The Contrary Child
( Originally Published Early 1900's )
HE presents a problem for the present and a source of anxiety for the future. It may be because of heredity and natural disposition; it may be on account of environment and training that he carries an attitude of constant belligerency. Whatever is suggested, his first reaction is against it.
Occasionally a fond parent (usually male) will point with a curious sort of pride at the red-faced Contrary Child, as he shakes his fist at his small world, and say, "He wilt stand up for his rights. No one will impose upon him."
In a flash comes to us a picture of the Contrary Child grown into the Contrary Man, and shaking his fist at the world at large. We see him in meetings, political and religious, rising to object. We see him rousing antagonism in his home, and making tranquillity in his business impossible. We see him placated by those near of kin, disliked by business associates, avoided by all who can do so, and merely tolerated by those who can't. We see him ridiculed, abused, rarely loved. Unfair? Perhaps, for he is neither dishonest, immoral nor cruel; but inevitable, for he ostracizes himself by placing himself always in opposition.
We would save you from such a future, Contrary Child. You are little now, and susceptible, and transparent. Our easiest course is to "get along" with you by means of a system of deceit and manipulation. We suggest, perhaps, the exact opposite of the thing we want done, and then apparently comply with your objection. We camouflage our desires so that they appear to be your own. But in this we mortgage your future happiness at the expense of our present peace.

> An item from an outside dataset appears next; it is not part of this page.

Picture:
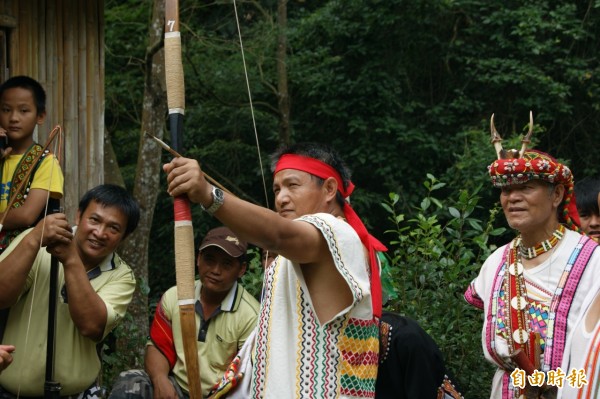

What, then, shall we meet fire with fire, and bend you to our will? In so doing we shall merely replace contrariness with sullenness, and breed secretiveness.
No; our task is to cultivate in you good-will and the expectation of it in others. We shall take pains to suggest an act to you at a time when interest has made you forget yourself. Although we shall insist upon your doing some things we ask against your will, we realize that joy must be associated with action often enough to counteract your constitutional tendency to opposition. We shall plan helpful deeds for others so fascinating as to create the spirit of good-will in both giver and receiver.
We shall be firm with you, Contrary Child, but never antagonistic, for we are striving to quench the flame of rage, not to fan it. We shall stretch out a sympathetic, strong hand to you and by our attitude say, "Life is a charming adventure, with happiness for all. Come! let us carry her book to grandmother, and steal away so she will not know who brought it. Listen! there are the footsteps of somebody bringing our share of happiness to us. Let us show him our pleasure."
On such a quest the chip is bound to fall from the shoulder of the Contrary Child. In consideration of others he forgets protection of his own rights, and thus gains for himself the right of good-fellowship and happiness and love. Never born to be a weak man, as his father dimly realizes, he is on the road to become a man of opinions but not opinionated, and to find in the world the friendship he gives it.